Daredevil replies, "This is my city. My family."
So I think -- I would want the Hand to be the opposition of Daredevil's philosophy, where as far as they're concerned, New York City only exists for them as part of their machine. I guess, if we have to stick with the plot: all the industry and pollution (and nuclear waste?) of New York City has been deliberately guided by the Hand over the years to create chemical reactions to make the dragon body more volatile and powerful and, when extracted, it'll create an explosive chain reaction beneath the city.
The Hand leaders find merely walking on the streets of New York City to be intolerable and look forward to how after a few centuries, what was once the city will become a natural landscape.

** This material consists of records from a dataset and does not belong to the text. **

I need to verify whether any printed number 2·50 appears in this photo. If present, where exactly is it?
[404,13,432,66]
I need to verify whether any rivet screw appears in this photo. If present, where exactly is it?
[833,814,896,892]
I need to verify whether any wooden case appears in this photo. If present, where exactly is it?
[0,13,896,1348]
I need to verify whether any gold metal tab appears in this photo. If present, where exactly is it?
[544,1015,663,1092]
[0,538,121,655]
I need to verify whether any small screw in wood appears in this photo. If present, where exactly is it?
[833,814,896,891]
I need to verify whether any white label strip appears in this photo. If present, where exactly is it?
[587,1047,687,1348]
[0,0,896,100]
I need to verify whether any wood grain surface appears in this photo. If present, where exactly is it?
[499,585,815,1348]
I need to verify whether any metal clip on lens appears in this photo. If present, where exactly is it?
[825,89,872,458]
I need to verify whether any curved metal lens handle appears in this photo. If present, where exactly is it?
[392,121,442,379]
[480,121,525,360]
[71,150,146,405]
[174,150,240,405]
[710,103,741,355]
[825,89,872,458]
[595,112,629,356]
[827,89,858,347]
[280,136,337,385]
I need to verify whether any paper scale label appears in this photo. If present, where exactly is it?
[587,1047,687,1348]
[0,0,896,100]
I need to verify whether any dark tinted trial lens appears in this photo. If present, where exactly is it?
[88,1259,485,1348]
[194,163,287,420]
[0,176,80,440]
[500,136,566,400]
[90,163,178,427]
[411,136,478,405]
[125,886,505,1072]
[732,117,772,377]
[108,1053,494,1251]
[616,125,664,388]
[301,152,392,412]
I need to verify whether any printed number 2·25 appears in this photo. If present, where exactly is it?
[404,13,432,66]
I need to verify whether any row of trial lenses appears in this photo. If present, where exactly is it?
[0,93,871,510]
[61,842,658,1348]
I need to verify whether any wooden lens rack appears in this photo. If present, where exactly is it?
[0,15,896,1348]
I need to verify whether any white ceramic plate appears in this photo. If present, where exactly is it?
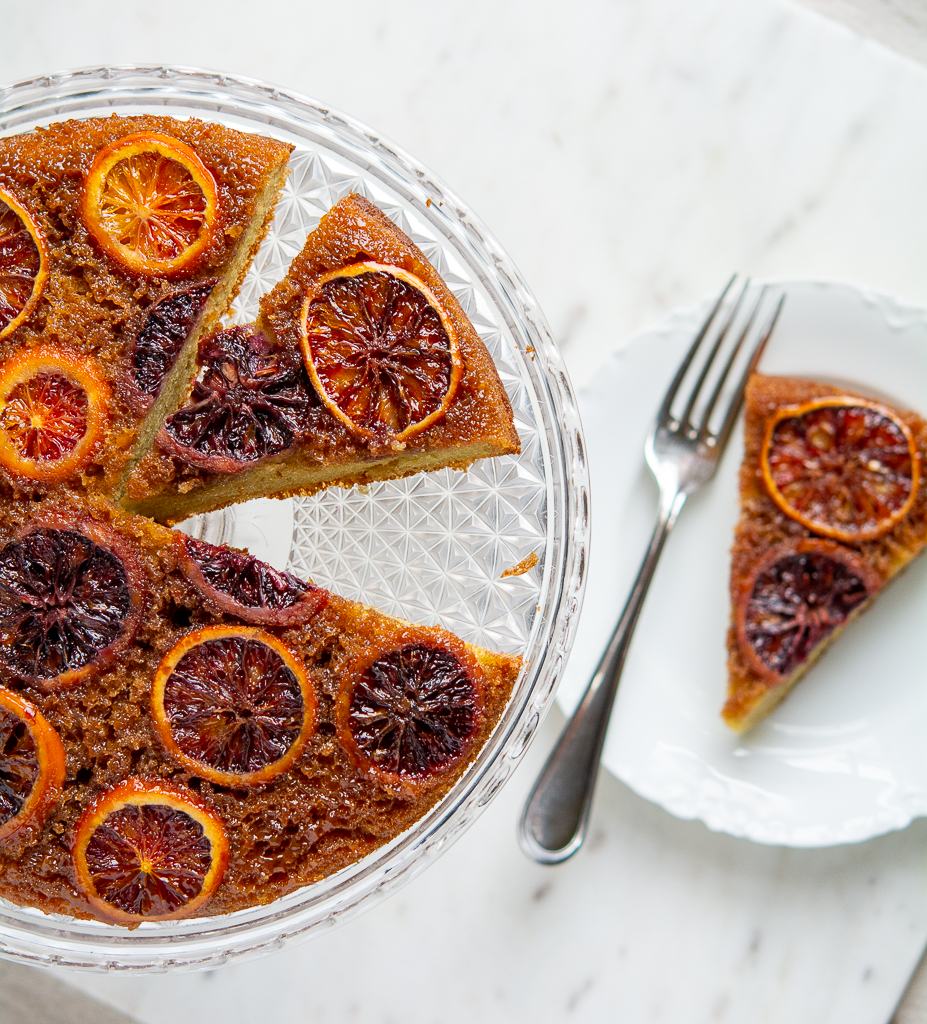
[558,282,927,847]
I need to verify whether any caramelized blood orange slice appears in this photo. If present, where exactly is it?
[152,626,315,785]
[735,538,883,682]
[83,132,218,274]
[73,778,228,925]
[158,327,309,473]
[0,189,48,338]
[760,396,920,544]
[0,515,144,687]
[0,689,65,842]
[0,345,110,483]
[176,535,329,626]
[131,278,216,398]
[300,263,463,442]
[338,629,483,787]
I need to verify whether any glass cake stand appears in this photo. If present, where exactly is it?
[0,67,589,971]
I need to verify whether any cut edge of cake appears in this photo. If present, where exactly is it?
[121,195,520,523]
[114,150,290,499]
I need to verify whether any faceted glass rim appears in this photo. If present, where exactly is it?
[0,66,589,972]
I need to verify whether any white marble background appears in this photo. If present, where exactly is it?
[0,0,927,1024]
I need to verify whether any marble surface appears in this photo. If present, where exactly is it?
[0,0,927,1024]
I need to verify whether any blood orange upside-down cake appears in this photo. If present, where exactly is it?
[0,117,520,927]
[722,375,927,731]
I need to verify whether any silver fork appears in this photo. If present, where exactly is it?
[518,274,785,864]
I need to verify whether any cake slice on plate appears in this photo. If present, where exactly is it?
[126,196,519,522]
[0,115,291,495]
[722,375,927,732]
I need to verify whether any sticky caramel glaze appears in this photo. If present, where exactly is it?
[0,115,291,494]
[127,195,520,521]
[0,498,521,918]
[721,375,927,732]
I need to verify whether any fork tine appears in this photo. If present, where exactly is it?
[679,278,750,434]
[706,295,786,451]
[698,285,768,444]
[657,274,738,423]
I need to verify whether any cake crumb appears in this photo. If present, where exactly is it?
[499,551,538,580]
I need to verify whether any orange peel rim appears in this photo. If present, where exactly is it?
[760,395,921,544]
[0,689,65,842]
[299,261,464,441]
[72,776,228,925]
[0,188,48,338]
[335,623,486,796]
[0,344,111,483]
[81,131,219,276]
[152,626,318,786]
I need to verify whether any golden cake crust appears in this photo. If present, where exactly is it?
[722,374,927,731]
[0,115,292,494]
[126,195,520,522]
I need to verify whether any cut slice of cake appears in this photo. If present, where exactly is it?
[722,375,927,732]
[0,495,521,925]
[125,196,519,522]
[0,115,291,495]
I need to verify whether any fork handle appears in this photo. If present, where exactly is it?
[518,488,687,864]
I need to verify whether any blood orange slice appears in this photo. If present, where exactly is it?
[0,514,145,687]
[158,327,311,473]
[337,628,483,788]
[735,538,883,682]
[176,535,329,626]
[152,626,317,785]
[760,395,920,544]
[0,689,65,841]
[83,132,218,274]
[131,278,216,406]
[300,263,463,443]
[0,345,110,483]
[0,189,48,338]
[73,778,228,924]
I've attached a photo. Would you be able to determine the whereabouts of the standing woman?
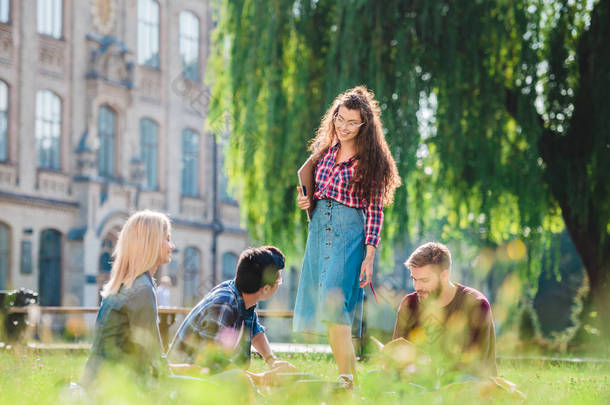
[293,86,400,387]
[82,210,175,386]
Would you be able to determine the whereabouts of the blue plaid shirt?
[168,280,265,372]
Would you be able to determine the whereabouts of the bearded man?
[393,242,497,378]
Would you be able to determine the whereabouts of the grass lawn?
[0,348,610,405]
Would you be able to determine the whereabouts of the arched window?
[180,11,199,81]
[0,80,8,162]
[97,106,116,178]
[140,118,159,189]
[37,0,63,38]
[0,223,11,290]
[182,246,201,307]
[36,90,61,170]
[222,252,237,280]
[138,0,159,69]
[0,0,11,24]
[182,129,199,197]
[38,229,61,306]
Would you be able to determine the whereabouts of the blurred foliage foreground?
[0,346,610,405]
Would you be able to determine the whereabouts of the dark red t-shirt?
[393,283,497,376]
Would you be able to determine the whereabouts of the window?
[38,0,62,38]
[180,11,199,81]
[140,118,159,189]
[138,0,159,69]
[222,252,237,280]
[0,223,11,290]
[0,80,8,162]
[97,106,116,178]
[36,90,61,170]
[0,0,11,24]
[182,129,199,197]
[183,246,201,307]
[38,229,61,306]
[218,136,237,204]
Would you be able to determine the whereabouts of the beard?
[416,286,442,302]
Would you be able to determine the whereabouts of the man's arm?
[252,332,296,371]
[469,300,498,376]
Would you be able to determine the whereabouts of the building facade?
[0,0,247,305]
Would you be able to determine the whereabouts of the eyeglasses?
[333,114,364,131]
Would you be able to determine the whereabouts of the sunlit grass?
[0,348,610,405]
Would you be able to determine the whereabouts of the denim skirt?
[293,199,365,337]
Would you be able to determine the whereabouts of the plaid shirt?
[168,280,265,372]
[313,142,383,247]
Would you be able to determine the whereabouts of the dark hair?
[235,246,285,294]
[309,86,400,205]
[405,242,451,270]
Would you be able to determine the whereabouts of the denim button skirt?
[293,199,365,337]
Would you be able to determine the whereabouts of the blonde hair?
[101,210,171,297]
[405,242,451,270]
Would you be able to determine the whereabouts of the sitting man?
[393,242,497,382]
[168,246,294,384]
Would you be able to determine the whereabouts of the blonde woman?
[82,210,175,385]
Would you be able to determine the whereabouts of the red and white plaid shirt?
[313,143,383,247]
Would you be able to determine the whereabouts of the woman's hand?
[297,187,311,210]
[359,245,375,288]
[359,256,373,288]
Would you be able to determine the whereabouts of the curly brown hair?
[309,86,401,205]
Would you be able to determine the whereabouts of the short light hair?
[405,242,451,270]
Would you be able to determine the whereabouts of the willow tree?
[209,0,610,336]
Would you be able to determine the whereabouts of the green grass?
[0,348,610,405]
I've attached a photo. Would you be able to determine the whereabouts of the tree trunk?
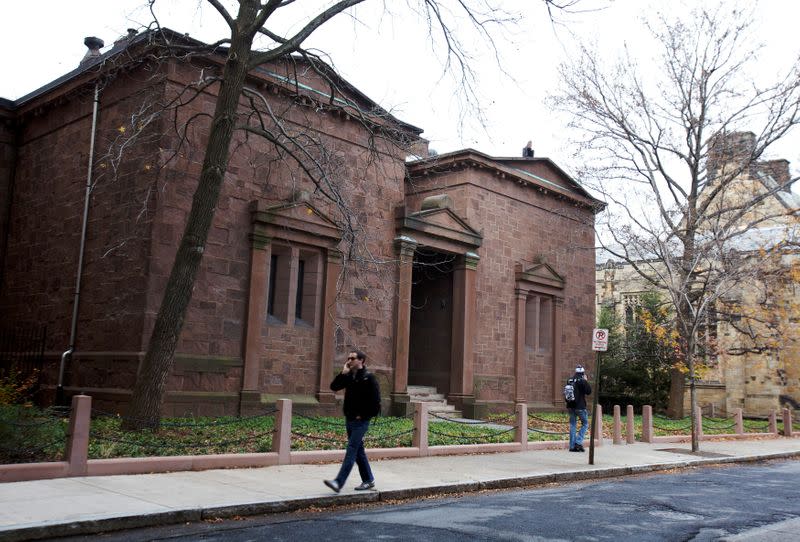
[667,367,686,419]
[123,13,255,430]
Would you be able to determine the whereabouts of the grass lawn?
[0,405,783,463]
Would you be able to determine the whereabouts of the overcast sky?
[0,0,800,170]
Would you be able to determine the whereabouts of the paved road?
[57,461,800,542]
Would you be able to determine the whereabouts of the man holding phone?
[324,350,381,493]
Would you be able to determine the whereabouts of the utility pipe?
[56,82,100,405]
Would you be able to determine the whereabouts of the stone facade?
[0,29,597,415]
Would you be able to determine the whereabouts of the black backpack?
[564,378,575,406]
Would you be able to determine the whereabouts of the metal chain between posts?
[89,429,275,450]
[528,426,569,435]
[700,414,736,423]
[428,412,495,425]
[701,417,736,429]
[92,408,278,427]
[0,406,69,462]
[428,426,517,440]
[742,420,769,431]
[292,431,347,444]
[653,422,692,433]
[292,412,346,428]
[528,414,569,425]
[364,429,416,442]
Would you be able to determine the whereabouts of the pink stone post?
[642,405,653,442]
[594,405,603,446]
[614,405,622,444]
[735,408,744,435]
[66,395,92,476]
[411,403,428,457]
[625,405,636,444]
[783,408,792,437]
[272,399,292,465]
[516,403,528,451]
[694,407,703,440]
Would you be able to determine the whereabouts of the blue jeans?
[336,420,374,487]
[569,408,589,450]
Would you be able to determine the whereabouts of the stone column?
[448,252,480,417]
[514,288,528,404]
[392,235,417,416]
[514,402,528,452]
[625,405,636,444]
[239,225,272,415]
[642,405,653,442]
[64,395,92,476]
[317,249,342,403]
[613,405,622,444]
[553,297,564,406]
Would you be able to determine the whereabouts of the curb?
[0,451,800,542]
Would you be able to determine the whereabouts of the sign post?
[589,329,608,465]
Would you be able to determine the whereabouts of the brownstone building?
[0,33,598,415]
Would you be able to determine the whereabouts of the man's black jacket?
[331,368,381,420]
[567,374,592,410]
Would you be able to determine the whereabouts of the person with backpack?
[564,365,592,452]
[324,350,381,493]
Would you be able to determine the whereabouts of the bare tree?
[112,0,592,429]
[554,4,800,450]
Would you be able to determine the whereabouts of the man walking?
[567,365,592,452]
[325,350,381,493]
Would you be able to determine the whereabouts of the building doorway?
[408,247,456,394]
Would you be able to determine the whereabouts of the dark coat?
[567,373,592,410]
[331,368,381,420]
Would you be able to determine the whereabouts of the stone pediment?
[251,201,341,243]
[515,263,564,289]
[397,207,483,249]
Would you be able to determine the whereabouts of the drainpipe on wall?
[56,81,100,405]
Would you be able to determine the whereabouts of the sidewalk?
[0,437,800,541]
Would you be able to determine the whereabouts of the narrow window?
[539,297,553,352]
[525,296,539,348]
[294,260,306,320]
[262,254,278,316]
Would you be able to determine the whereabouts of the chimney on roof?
[758,159,791,190]
[81,36,105,64]
[522,141,533,158]
[114,28,139,47]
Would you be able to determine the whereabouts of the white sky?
[0,0,800,170]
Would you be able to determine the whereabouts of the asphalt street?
[60,460,800,542]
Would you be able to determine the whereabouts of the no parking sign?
[592,329,608,352]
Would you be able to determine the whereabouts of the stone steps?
[407,386,461,418]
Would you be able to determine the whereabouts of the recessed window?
[267,244,323,326]
[537,297,553,352]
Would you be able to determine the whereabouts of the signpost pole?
[589,350,603,465]
[589,329,608,465]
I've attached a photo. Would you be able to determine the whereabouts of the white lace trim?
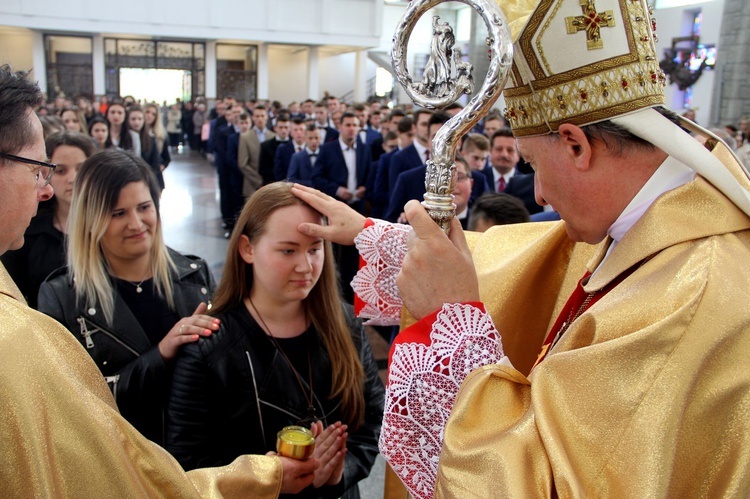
[352,219,410,326]
[379,304,504,499]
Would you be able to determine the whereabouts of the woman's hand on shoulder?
[292,184,366,246]
[311,421,349,488]
[159,303,220,360]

They both look down upon the common people while seeding their self-destruction. The Hand are hastening the reactions and sending their most expendable and devoted to create a pipeline that, upon extraction, will cause an underground collapse.
The Hand also offer the Defenders a deal to comply. Matt is offered the resurrection of his father. Luke is offered evacuation for his social circle in Harlem. Jessica is offered the chance to have her memories of Killgrave erased and to live without grief and pain. Danny is offered the chance to return to K'un Lun, resurrect everyone the Hand killed and rule it on their behalf.
I assume the they're all extremely tempted despite their consciences until Frank Castle shoots down every Hand representative, at which point Matt grudgingly thanks Castle.
MATT: "I was seriously about to cave, Frank."
FRANK: "I know you were, Red. You're only human. You going to have any issue with me taking out half the room?"
MATT: "This is some sort of death and resurrection cult, so... probably fine."